While Djibouti’s comparative advantage may be relatively secure, Eritrea’s renewed relations with Ethiopia may pose an economic challenge to other parts of the Horn of Africa hoping to capitalize on Ethiopia’s growing trade. These include anchorages like Berbera, Lamu, and Port Sudan, which had been the targets of Ethiopia’s efforts to diversify its trade outlets. DP World and local authorities recently dropped their planned investment in the port of Berbera by 23 percent. This investment in port capacity is 19 percent owned by Ethiopia, includes the construction of a road from the port to Ethiopia, and is aimed at serving the Ethiopian import-export market. The new port developments in Lamu, Kenya, and Port Sudan (Ethiopia has made financial commitments to the development of both ports) are also potential alternatives, though their ability to capitalize on growing Ethiopian trade may now be compromised by the potential of Eritrean ports due to their relative distance. (For a more detailed mapping of blue economic opportunities and challenges in Africa, take a look at the Stable Seas Maritime Security Index, with interactive maps and analysis on a variety of maritime security and governance issues.)

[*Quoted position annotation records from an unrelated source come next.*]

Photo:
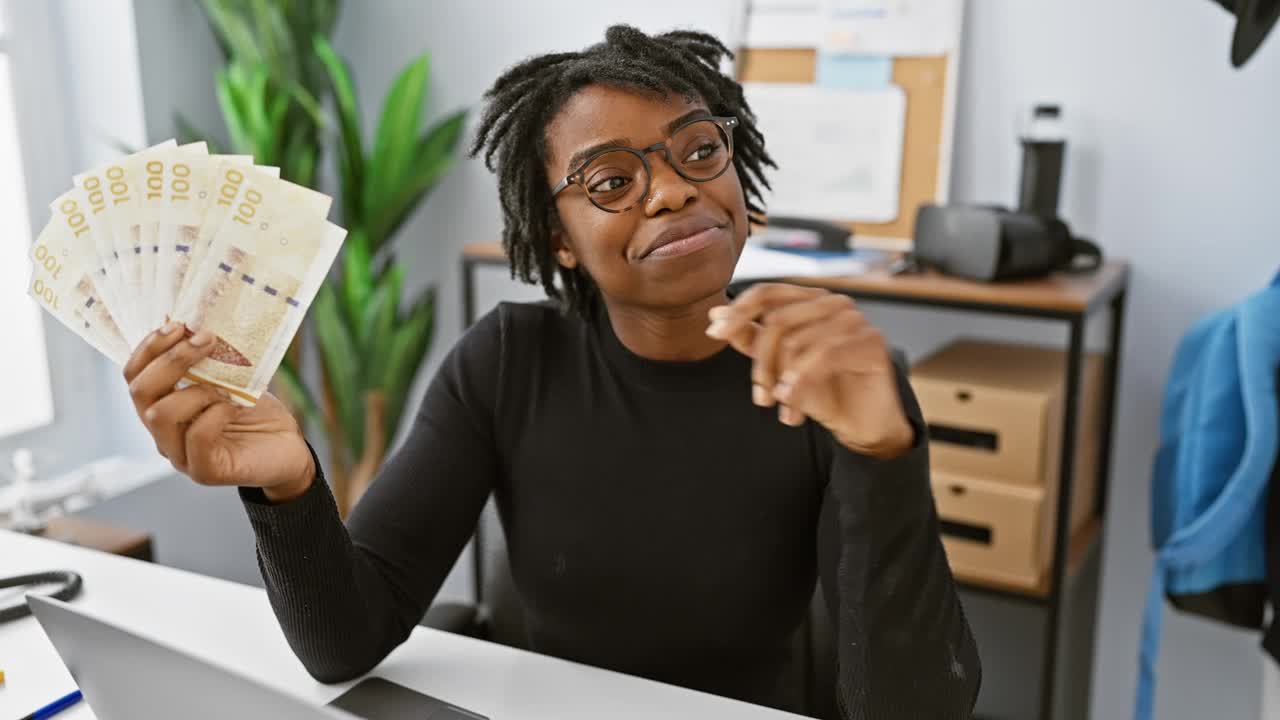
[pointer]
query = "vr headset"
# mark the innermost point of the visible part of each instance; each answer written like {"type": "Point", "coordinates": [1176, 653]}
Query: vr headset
{"type": "Point", "coordinates": [995, 244]}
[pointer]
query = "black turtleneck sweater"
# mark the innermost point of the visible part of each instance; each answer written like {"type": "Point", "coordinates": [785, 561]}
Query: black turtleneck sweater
{"type": "Point", "coordinates": [658, 524]}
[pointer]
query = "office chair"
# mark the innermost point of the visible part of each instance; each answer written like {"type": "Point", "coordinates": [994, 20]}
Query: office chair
{"type": "Point", "coordinates": [499, 616]}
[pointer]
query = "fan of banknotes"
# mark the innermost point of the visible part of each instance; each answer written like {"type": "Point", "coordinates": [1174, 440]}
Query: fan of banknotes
{"type": "Point", "coordinates": [176, 233]}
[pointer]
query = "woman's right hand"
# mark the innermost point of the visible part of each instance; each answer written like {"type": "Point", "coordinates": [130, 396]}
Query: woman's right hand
{"type": "Point", "coordinates": [206, 436]}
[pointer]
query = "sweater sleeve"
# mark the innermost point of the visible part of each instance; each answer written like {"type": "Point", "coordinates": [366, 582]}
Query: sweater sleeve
{"type": "Point", "coordinates": [904, 647]}
{"type": "Point", "coordinates": [347, 596]}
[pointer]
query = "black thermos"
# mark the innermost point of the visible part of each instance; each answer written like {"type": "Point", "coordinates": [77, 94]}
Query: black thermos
{"type": "Point", "coordinates": [1043, 149]}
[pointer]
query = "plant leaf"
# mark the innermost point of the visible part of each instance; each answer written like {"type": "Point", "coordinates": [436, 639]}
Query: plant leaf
{"type": "Point", "coordinates": [379, 324]}
{"type": "Point", "coordinates": [400, 205]}
{"type": "Point", "coordinates": [433, 156]}
{"type": "Point", "coordinates": [356, 274]}
{"type": "Point", "coordinates": [397, 136]}
{"type": "Point", "coordinates": [229, 101]}
{"type": "Point", "coordinates": [352, 158]}
{"type": "Point", "coordinates": [339, 358]}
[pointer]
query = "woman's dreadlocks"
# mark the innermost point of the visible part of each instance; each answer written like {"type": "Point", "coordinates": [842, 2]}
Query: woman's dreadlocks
{"type": "Point", "coordinates": [512, 133]}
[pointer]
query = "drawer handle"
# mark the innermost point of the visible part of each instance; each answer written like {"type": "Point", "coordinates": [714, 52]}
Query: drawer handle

However, the biggest hurdle to reshaping the landscape of shipping in the Horn of Africa lies in the nature of Eritrea’s political and economic system. There are positive signs for potential port investment in the country, with reports Saudi Arabia and the UAE may be willing to invest. However, Eritrea has a horrendous business environment for private firms, both domestic and foreign. Eritrea is ranked 189th out of 190 countries in the World Bank’s 2018 Ease of Doing Business Report. It also suffers from endemic corruption, ranking 165th out of 180 countries in Transparency International’s 2017 Corruption Perceptions Index. The current political-economic system provides little indication it has the legal framework to accommodate the operations of international shipping, port management, and logistics industries necessary to take full advantage of the economic opportunities provided by the warming of ties with Ethiopia.
The leadership change in Ethiopia has been perhaps the most impactful development in politics in the Horn of Africa in recent years. But change of this nature often has the tendency to generate speculation regarding second-order effects that outpace the actual potential for change in entrenched domestic and regional economic and political systems. Eritrea will not become a major center of maritime commerce in the Horn of Africa without significant infrastructure development and internal reforms, both of which will require time, money, and political will. That said, international stakeholders, be they civil society, private firms, multilateral organizations, or neighboring states, should take the opportunity to responsibly engage Eritrea in their efforts to fully capitalize on the economic opportunities presented by its recent emergence from international isolation.